How to Create a Persona and an End User for Your Startup
One of the hardest lessons you learn as an entrepreneur is to narrow down your options and find focus. Most of us learn this through failure, after chasing too many possibilities at once. From identifying the right problem to solve, to figuring out what your beachhead market is and who your paying customer is, it’s always a struggle to let go.
The currency of modern-day entrepreneurship is ideas. Not an idea but ideas. We’ve talked about this in the context of defining the right problem to solve. Founders have all these ideas about what their product should do and what it should look like, that they lose focus on what they’re trying to accomplish with it. When you ask them “Who will buy this product?” you’ll also get a multitude of ideas, usually starting with “millennials” or “women aged 25–35”. These “customer goggles” make founders see potential customers everywhere they look. Narrowing down their own ideas is not something most people can do. This is where a mentor comes in really handy. As it’s been my experience, having someone who already went through this process (several times) and has helped other founders filter their ideas will make the process so much easier.
Founders who choose to map their startup building process on the Disciplined Entrepreneurship framework developed by Bill Aulet, Managing Director of the Martin Trust Center for MIT Entrepreneurship start off by creating an end user profile.
An end user is a person who will be using the product or service. Sometimes the same person will play the role of the economic buyer, but that is not always the case. The Decision-Making Unit can be quite complex depending on the market you address. In B2B the end user is usually the employee using the new tool, while the compliance officer will be the IT manager and the economic buyer the Finance Manager.

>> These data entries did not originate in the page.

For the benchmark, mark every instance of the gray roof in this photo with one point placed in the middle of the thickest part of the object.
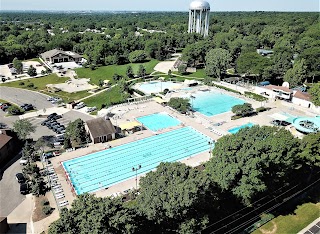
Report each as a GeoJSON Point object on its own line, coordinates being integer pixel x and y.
{"type": "Point", "coordinates": [54, 52]}
{"type": "Point", "coordinates": [100, 127]}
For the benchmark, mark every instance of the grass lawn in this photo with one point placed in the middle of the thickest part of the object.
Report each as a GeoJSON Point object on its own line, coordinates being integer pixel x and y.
{"type": "Point", "coordinates": [200, 73]}
{"type": "Point", "coordinates": [112, 95]}
{"type": "Point", "coordinates": [106, 72]}
{"type": "Point", "coordinates": [292, 223]}
{"type": "Point", "coordinates": [39, 83]}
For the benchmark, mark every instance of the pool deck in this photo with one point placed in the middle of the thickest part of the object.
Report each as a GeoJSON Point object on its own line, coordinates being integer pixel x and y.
{"type": "Point", "coordinates": [198, 121]}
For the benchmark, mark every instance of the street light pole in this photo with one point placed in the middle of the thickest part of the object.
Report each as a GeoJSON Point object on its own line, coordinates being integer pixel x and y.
{"type": "Point", "coordinates": [135, 169]}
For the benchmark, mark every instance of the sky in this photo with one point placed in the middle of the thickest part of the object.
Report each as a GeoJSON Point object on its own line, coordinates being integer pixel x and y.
{"type": "Point", "coordinates": [162, 5]}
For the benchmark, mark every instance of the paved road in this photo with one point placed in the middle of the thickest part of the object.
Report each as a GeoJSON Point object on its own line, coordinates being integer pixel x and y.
{"type": "Point", "coordinates": [10, 196]}
{"type": "Point", "coordinates": [21, 96]}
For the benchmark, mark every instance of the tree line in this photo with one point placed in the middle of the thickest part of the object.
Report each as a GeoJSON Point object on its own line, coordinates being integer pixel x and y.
{"type": "Point", "coordinates": [244, 167]}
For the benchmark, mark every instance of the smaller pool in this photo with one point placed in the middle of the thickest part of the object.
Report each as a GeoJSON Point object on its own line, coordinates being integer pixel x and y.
{"type": "Point", "coordinates": [237, 129]}
{"type": "Point", "coordinates": [158, 121]}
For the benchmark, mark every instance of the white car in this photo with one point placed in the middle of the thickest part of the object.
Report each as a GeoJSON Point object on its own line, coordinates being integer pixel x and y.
{"type": "Point", "coordinates": [80, 105]}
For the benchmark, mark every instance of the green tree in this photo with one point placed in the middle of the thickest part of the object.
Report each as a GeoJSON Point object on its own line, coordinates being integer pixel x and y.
{"type": "Point", "coordinates": [17, 64]}
{"type": "Point", "coordinates": [137, 56]}
{"type": "Point", "coordinates": [253, 161]}
{"type": "Point", "coordinates": [142, 71]}
{"type": "Point", "coordinates": [129, 72]}
{"type": "Point", "coordinates": [217, 61]}
{"type": "Point", "coordinates": [243, 110]}
{"type": "Point", "coordinates": [296, 75]}
{"type": "Point", "coordinates": [32, 71]}
{"type": "Point", "coordinates": [180, 104]}
{"type": "Point", "coordinates": [173, 193]}
{"type": "Point", "coordinates": [182, 68]}
{"type": "Point", "coordinates": [23, 128]}
{"type": "Point", "coordinates": [315, 94]}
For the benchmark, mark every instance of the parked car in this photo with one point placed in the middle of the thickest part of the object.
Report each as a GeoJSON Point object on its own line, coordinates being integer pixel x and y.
{"type": "Point", "coordinates": [80, 105]}
{"type": "Point", "coordinates": [24, 188]}
{"type": "Point", "coordinates": [20, 178]}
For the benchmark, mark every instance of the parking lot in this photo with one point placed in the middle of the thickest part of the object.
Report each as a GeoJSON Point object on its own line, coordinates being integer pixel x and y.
{"type": "Point", "coordinates": [10, 196]}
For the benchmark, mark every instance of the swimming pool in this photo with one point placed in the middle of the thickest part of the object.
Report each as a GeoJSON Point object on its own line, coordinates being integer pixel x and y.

Ensuring that entrepreneurs thoroughly research their end user is a step you never want to skip. If founders don’t take the time to fully understand who will be benefiting from their product or service, how their new idea will be used and what those people are like in day-to-day life, you run the risk of having them create something no one will buy (or invest in). A less fortunate example of this is Juicero, ‘America’s favorite $400 juice machine’ that came to a tragic end in 2017 after raising more than $118 million in funding from prominent VCs like Google Ventures and Kleiner Perkins. If you can squeeze the juice bag with your bare hands faster than the machine, why would you buy an expensive device to fulfil the task?
How to create an end user profile?
1. What problem are you solving?
Start with the problem definition framework, where you guide founders to re-frame their idea into a real problem, rather than a solution. A problem is not the lack of a solution. It is a pain that affects the lives of a significant number of people, who would pay money to have it fixed.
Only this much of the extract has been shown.